Archive

Quotes

Under the pressure of the cares and sorrows of our mortal condition, men have at all times and in all countries, called in some physical aid to their moral consolations—wine, beer, opium, brandy, or tobacco.

—Edmund Burke, 1795

Drinking with women is as unnatural as scolding with ’em.

—William Wycherley, 1675

Drugs, cataplasms, and whiskey are stupid substitutes for the dignity and potency of divine mind and its efficacy to heal.

—Mary Baker Eddy, 1908

The pleasure we hold in esteem for the course of our lives ought to have a greater share of our time dedicated to it; we should refuse no occasion nor omit any opportunity of drinking, and always have it in our minds.

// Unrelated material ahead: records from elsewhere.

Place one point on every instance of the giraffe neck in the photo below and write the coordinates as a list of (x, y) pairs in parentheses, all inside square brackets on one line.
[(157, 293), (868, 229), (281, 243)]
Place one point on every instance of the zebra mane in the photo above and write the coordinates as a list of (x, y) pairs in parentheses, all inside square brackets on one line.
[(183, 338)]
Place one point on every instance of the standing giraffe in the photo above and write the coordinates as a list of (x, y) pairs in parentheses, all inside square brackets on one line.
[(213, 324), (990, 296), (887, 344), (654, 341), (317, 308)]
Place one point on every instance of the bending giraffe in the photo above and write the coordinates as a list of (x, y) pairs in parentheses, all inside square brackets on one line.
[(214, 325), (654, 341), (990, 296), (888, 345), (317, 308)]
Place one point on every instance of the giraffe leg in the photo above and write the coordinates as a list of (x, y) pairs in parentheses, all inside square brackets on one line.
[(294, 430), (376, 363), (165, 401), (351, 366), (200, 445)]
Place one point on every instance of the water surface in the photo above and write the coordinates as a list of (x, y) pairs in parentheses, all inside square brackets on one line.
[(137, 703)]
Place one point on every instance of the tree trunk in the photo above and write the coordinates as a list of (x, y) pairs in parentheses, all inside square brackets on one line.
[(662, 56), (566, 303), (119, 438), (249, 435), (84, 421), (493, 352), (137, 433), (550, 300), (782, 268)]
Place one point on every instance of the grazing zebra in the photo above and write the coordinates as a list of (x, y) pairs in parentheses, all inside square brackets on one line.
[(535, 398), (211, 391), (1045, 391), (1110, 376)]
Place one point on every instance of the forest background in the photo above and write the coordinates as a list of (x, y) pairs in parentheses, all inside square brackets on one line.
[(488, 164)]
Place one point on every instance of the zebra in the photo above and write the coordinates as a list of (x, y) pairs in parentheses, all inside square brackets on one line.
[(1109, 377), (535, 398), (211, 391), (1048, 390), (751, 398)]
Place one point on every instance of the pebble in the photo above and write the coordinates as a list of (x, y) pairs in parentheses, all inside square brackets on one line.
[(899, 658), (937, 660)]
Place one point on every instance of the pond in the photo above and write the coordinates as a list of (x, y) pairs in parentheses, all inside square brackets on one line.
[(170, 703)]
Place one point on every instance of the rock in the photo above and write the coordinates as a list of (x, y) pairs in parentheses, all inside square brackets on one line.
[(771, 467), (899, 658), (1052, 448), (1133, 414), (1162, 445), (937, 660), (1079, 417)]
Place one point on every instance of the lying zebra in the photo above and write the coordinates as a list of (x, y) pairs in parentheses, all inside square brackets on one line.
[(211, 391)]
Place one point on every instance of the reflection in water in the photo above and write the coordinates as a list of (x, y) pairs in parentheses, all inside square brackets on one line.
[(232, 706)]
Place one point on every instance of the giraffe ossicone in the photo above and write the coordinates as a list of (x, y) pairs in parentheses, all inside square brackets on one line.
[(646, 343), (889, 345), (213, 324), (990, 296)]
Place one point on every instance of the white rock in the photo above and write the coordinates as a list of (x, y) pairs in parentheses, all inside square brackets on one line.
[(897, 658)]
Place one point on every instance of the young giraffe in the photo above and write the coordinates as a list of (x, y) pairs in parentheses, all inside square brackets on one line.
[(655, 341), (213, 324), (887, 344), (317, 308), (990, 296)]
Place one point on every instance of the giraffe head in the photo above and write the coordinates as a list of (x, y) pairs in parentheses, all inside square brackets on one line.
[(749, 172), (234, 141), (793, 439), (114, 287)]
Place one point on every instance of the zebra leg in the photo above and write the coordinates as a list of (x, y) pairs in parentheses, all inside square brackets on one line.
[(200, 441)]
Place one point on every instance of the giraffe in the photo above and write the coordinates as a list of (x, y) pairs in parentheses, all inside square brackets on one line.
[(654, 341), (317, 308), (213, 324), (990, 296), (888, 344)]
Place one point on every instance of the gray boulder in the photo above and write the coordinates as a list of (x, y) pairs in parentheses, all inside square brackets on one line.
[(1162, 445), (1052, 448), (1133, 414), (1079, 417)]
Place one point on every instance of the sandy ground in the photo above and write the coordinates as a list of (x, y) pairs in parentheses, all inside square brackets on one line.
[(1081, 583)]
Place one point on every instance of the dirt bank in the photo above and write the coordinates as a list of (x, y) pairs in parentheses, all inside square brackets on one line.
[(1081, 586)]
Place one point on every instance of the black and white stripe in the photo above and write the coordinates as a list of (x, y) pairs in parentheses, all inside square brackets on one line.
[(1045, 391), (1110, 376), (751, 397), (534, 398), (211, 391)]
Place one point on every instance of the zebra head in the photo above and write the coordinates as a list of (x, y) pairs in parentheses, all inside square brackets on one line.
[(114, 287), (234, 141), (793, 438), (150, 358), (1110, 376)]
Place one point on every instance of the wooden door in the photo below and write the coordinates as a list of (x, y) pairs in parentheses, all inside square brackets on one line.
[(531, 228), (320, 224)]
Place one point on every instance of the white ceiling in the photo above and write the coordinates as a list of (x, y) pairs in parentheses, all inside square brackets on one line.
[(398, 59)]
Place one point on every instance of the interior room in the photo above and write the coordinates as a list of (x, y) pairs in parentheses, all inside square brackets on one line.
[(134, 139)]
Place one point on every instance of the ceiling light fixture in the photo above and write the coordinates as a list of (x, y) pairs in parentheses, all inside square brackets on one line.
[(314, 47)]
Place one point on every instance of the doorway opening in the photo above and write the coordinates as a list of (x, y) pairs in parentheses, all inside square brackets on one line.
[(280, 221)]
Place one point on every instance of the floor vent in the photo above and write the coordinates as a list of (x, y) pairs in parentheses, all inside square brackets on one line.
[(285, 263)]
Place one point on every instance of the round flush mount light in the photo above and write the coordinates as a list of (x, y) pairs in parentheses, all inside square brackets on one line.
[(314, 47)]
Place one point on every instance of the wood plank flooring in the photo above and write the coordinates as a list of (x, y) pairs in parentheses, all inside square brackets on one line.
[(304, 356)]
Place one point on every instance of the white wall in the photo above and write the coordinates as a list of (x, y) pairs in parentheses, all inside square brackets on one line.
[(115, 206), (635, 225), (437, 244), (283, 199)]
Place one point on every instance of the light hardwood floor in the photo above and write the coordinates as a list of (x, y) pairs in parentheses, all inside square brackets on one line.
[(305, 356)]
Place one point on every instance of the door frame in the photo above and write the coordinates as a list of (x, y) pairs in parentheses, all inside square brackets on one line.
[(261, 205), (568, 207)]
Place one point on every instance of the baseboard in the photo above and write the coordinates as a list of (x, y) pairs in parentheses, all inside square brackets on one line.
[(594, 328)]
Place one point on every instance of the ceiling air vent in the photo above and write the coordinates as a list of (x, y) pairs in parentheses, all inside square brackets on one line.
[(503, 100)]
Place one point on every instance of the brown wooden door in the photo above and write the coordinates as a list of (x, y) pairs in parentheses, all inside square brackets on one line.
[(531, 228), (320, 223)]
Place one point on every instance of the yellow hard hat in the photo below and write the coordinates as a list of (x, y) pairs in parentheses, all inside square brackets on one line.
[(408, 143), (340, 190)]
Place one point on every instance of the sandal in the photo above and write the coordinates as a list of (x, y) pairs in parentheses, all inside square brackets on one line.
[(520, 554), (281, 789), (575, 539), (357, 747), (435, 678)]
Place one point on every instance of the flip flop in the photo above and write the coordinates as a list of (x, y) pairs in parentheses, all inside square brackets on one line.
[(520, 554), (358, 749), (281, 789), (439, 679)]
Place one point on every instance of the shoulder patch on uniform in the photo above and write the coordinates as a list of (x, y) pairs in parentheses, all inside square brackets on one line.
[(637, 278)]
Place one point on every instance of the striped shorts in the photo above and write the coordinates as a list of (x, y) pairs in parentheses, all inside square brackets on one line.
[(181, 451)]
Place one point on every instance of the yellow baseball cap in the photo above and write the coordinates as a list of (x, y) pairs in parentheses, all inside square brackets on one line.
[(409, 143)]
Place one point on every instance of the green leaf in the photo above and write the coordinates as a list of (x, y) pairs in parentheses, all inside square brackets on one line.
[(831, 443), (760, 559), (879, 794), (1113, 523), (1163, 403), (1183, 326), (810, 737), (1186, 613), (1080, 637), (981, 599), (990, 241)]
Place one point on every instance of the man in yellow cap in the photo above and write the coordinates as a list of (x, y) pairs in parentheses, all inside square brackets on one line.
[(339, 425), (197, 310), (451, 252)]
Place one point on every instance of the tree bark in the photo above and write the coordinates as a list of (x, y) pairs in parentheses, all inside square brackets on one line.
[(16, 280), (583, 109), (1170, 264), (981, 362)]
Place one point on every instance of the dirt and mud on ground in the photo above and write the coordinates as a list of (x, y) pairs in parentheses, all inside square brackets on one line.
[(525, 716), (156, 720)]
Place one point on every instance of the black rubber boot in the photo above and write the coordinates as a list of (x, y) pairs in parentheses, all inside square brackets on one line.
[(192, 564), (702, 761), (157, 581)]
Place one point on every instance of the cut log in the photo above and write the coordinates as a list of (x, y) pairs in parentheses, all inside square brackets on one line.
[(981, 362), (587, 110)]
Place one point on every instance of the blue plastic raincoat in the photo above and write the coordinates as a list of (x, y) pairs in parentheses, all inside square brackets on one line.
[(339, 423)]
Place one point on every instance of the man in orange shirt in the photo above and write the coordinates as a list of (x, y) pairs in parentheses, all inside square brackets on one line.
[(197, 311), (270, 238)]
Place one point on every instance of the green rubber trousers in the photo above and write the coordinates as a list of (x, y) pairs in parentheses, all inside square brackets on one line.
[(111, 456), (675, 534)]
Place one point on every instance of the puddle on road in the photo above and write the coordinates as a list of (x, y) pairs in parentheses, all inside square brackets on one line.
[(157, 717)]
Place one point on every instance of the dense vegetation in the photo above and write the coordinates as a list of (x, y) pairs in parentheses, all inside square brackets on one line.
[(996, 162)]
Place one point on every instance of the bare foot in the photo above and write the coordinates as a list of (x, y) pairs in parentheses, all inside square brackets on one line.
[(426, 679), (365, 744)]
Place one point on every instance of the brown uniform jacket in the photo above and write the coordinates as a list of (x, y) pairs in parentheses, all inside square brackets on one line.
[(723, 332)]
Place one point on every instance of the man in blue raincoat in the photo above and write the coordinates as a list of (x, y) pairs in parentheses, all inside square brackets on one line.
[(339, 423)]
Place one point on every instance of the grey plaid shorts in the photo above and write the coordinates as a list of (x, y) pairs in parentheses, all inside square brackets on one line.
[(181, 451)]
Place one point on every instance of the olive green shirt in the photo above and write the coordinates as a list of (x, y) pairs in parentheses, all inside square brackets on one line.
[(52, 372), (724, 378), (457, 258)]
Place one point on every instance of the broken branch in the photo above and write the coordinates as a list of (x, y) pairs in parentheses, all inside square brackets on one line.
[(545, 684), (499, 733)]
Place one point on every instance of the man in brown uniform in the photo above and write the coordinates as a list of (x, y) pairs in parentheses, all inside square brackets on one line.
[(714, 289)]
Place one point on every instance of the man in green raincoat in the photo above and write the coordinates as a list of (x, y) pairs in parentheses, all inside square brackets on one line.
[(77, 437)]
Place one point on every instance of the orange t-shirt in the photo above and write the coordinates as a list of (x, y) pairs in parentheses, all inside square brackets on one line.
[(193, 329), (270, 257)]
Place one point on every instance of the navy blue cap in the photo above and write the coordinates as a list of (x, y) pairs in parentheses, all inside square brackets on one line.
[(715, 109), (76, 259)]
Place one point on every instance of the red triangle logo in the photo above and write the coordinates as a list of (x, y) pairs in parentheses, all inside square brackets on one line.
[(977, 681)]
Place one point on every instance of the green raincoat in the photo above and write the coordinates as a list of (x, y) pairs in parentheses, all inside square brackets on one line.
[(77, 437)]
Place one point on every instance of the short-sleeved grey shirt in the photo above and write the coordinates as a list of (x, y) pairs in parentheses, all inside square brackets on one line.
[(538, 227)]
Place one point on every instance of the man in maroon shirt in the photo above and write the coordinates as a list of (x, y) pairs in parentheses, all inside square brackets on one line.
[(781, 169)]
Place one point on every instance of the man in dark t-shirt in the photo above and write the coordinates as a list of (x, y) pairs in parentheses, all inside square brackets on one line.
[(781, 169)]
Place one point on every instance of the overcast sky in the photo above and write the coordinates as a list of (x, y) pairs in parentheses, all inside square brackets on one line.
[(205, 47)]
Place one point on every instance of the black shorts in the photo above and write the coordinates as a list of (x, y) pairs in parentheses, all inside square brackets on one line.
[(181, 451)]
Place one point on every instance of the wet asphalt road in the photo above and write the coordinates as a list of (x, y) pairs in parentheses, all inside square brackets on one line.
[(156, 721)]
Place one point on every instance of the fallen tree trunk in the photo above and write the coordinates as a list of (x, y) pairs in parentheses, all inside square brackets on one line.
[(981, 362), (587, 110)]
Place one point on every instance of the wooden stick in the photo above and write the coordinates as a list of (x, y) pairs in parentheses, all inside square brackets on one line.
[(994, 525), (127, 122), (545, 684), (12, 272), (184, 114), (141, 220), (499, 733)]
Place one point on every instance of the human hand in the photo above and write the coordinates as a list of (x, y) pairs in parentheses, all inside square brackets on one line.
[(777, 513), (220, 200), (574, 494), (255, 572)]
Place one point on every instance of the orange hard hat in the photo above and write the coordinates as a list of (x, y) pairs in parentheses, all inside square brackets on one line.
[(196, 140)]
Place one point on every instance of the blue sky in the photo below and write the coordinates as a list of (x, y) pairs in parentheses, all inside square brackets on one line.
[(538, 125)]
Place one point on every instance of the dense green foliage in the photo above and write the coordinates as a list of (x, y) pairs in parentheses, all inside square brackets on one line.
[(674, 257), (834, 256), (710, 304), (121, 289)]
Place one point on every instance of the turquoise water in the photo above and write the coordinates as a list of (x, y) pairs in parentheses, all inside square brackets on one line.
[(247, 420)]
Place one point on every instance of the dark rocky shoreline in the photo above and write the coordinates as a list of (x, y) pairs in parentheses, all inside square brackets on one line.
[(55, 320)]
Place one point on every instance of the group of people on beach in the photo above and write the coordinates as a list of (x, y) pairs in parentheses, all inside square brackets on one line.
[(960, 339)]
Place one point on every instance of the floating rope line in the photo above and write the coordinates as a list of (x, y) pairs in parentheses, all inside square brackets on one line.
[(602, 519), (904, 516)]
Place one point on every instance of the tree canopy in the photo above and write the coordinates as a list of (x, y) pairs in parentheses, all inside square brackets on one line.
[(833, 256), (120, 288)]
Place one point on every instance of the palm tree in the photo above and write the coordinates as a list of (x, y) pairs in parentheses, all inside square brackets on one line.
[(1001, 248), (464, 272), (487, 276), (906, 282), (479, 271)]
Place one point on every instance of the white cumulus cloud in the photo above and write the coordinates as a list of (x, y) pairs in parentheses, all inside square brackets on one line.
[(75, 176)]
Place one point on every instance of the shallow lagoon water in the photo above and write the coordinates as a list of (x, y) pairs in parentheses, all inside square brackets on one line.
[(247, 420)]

—Michel de Montaigne, 1580

There are two things that will be believed of any man whatsoever, and one of them is that he has taken to drink.

—Booth Tarkington, 1914

There was a great deal of drinking among us but little drunkenness. We all seemed to feel that Prohibition was a personal affront and that we had a moral duty to undermine it.

—Elizabeth Anderson, 1969

Better sleep with a sober cannibal than a drunken Christian.

—Herman Melville, 1851

A man who exposes himself when he is intoxicated has not the art of getting drunk.

—Samuel Johnson, 1779

The only thing that really worried me was the ether. There is nothing in the world more helpless and irresponsible and depraved than a man in the depths of an ether binge. And I knew we’d get into that rotten stuff pretty soon. Probably at the next gas station.

—Hunter S. Thompson, 1971

Whoever gulps down wine as a horse gulps down water is called a Scythian.

—Athenaeus, c. 230

Some writers take to drink, others take to audiences.

—Gore Vidal, 1981

My advice to people today is as follows: if you take the game of life seriously, if you take your nervous system seriously, if you take your sense organs seriously, if you take the energy process seriously, you must turn on, tune in, and drop out.

—Timothy Leary, 1966

I have sometimes thought that the laws ought not to punish those actions of evil which are committed when the senses are steeped in intoxication.